At this point, a real attack scenario came to mind:
- Attackers lure users to sign in to Oppia using a specially crafted URL.
- Such URL includes a malicious JavaScript payload that, once received and stored on attackers’ servers, can be used by attackers to exfiltrate the accessToken from a remote server under the attackers’ control; and
- Then attackers exchange theaccessToken with a session token, to impersonate the victim.
- Oppia’s user account is linked to a Google Account. Hence, a complete account takeover is not possible. Still, the attacker will get pretty close to it by accessing victims’ personal data, learning progress, or even creating, contributing, and publishing content from the victims’ accounts.
To simulate the attack scenario, we built a proof of concept and recorded the attack against our testing instance:
We already had enough information to reach out to Oppia’s admin and inform them of the vulnerability. Still, we also decided to perform a final quick-check for other vulnerable endpoints.
Focusing on the logout endpoint (/logout), we found that, instead of the return_url query string parameter used in the login endpoint, this one expects an equivalent parameter named redirect_url. The same issue was found in this endpoint, also making it vulnerable to Reflected XSS, but at this point, we were not able to recover the accessToken since the Indexed DB key was deleted before the JavaScript payload was executed.
We notified Oppia’s development team of our findings, who replied within two days.
Working with Oppia’s team was a great experience. The team was responsive and cooperative throughout the process. The fix was managed on GitHub by Oppia, and Oppia asked us to review the fix. During code review, we found a flaw and reported it to Oppia, allowing Oppia’s team to fix it prior to its release.
The following CVEs were assigned as a result of our findings:
- CVE-2021-41735 - Reflected Cross-Site Scripting – Signup
- CVE-2021-41734 - Reflected Cross-Site Scripting – Logout
- CVE-2021-41733 - Open Redirect - Signup
Summary of Disclosure and Events
- September 17, 2021 - Checkmarx researchers sent a full report to Oppia admin.
- September 19, 2021 - Oppia admin acknowledged that the report was received.

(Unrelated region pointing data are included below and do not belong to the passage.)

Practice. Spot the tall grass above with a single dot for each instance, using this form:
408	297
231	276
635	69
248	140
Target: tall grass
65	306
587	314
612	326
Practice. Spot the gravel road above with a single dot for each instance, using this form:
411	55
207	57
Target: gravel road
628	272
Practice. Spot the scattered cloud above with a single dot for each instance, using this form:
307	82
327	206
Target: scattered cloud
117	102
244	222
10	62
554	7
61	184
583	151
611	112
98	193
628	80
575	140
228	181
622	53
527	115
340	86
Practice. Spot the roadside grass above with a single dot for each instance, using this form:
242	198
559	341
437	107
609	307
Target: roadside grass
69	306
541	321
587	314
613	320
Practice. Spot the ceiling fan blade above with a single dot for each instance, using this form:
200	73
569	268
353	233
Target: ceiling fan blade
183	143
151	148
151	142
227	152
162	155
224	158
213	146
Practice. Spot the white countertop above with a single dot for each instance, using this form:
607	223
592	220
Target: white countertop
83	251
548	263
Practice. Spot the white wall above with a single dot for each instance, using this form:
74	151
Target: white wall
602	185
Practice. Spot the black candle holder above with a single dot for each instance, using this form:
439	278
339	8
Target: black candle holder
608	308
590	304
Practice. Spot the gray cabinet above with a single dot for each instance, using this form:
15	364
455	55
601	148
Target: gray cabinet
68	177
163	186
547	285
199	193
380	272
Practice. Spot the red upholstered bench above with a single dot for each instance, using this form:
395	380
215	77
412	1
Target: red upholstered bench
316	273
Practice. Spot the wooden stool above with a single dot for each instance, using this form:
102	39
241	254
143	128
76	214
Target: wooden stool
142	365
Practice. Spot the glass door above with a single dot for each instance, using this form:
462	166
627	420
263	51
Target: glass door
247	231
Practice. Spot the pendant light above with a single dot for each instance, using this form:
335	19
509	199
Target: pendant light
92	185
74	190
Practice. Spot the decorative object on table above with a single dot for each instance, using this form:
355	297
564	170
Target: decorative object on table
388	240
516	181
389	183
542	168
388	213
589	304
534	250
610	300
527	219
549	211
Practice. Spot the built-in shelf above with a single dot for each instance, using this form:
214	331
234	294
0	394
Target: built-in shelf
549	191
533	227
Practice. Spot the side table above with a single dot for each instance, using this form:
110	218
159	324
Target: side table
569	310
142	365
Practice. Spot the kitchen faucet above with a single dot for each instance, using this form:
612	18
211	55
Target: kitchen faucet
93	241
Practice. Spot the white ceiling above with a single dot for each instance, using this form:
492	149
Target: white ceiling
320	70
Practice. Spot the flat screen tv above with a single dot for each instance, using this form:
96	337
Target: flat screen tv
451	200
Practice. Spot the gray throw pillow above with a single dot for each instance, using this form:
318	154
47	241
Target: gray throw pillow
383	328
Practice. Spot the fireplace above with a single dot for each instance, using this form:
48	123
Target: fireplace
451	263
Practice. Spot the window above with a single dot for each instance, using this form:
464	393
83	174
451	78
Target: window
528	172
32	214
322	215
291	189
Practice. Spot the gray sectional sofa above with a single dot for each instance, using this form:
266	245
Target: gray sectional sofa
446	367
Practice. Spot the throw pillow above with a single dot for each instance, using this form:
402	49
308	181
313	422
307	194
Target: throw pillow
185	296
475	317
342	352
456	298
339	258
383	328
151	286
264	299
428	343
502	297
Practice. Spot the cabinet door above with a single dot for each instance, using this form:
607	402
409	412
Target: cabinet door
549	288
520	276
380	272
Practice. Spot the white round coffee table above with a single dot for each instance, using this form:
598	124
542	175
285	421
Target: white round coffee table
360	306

- September 21, 2021 - Oppia admin notified Checkmarx researchers that Oppia was working on a fix, asking Checkmarx to review.
- September 22, 2021 - Checkmarx researchers reviewed the fix and reported a discovered bypass.
- September 25, 2021 - Oppia admin informed Checkmarx researchers that the fix (including bypass fix) was merged into their main branch.
- September 30, 2021 - Checkmarx researchers confirmed that reported issues were fixed.
- October 30, 2021 - Oppia v3.2.0 was released
Discovering issues like the ones mentioned in this blog is why the Checkmarx Security Research Team performs investigations. This type of research activity is part of their ongoing efforts to drive the necessary changes in software security practices among organizations worldwide.